= Rowland Fisher =

British painter

Rowland Fisher (1885–1969) was a painter, mainly known for his seascapes.

Born in Gorleston, where he lived his whole life, Rowland Fisher was the son of a master mariner. He too originally wanted to go to sea, but was instead apprenticed to a timber yard where he worked for fifty years whilst painting in his spare time. His lifelong love of ships, shown in many of his seascapes, meant that he became an expert ship modeler. He sat for many hours in his house overlooking the harbor and watched the waves, skies and gulls. He is best known for his marine works in oil and watercolor, although he also painted Norfolk landscapes and well as continental scenes. He helped to found the Great Yarmouth and District Society of Artists and, following painting holidays, was elected a member of the St Ives Society of Artists.
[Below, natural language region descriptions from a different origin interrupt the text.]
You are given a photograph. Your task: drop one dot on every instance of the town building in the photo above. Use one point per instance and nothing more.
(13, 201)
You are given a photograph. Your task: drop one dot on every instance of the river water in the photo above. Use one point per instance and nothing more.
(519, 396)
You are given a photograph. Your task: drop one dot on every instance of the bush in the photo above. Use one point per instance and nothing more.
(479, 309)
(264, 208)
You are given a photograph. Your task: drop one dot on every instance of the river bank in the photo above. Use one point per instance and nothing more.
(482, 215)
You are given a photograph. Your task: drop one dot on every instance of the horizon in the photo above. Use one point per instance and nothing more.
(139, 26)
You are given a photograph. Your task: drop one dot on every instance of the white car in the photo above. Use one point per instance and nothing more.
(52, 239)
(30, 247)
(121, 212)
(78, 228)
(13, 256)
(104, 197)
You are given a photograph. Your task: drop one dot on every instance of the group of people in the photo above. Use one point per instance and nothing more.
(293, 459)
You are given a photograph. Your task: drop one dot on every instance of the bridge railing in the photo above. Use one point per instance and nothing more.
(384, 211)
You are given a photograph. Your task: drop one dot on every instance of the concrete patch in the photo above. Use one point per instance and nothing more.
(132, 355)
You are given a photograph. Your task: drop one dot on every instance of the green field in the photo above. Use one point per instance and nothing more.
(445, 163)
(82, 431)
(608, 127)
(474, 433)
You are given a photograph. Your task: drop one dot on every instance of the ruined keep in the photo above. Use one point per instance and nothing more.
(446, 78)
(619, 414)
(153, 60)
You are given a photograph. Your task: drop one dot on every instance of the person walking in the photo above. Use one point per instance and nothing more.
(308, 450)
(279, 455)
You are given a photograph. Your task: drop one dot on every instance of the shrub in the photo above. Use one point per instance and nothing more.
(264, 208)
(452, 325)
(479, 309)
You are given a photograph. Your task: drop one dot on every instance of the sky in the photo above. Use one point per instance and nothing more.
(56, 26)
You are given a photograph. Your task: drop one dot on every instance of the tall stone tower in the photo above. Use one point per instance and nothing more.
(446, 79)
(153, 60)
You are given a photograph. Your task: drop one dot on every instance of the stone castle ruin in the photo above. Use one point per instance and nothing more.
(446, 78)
He won the Watts prize in 1949 for the best picture portraying men working at sea. He was later made a member of ROI. He has influenced many of the later East Anglian landscape artists.

Exhibitions Include:
The RA 1949, The RBA, RI, RWS as well as in Europe and East Anglia.
He was born in Gorleston, Norfolk, England, and spent his entire career with a timber firm at Great Yarmouth. He also visited Cornwall and became associated with the St Ives community of painters there.

His work is represented in the Great Yarmouth Maritime Collection.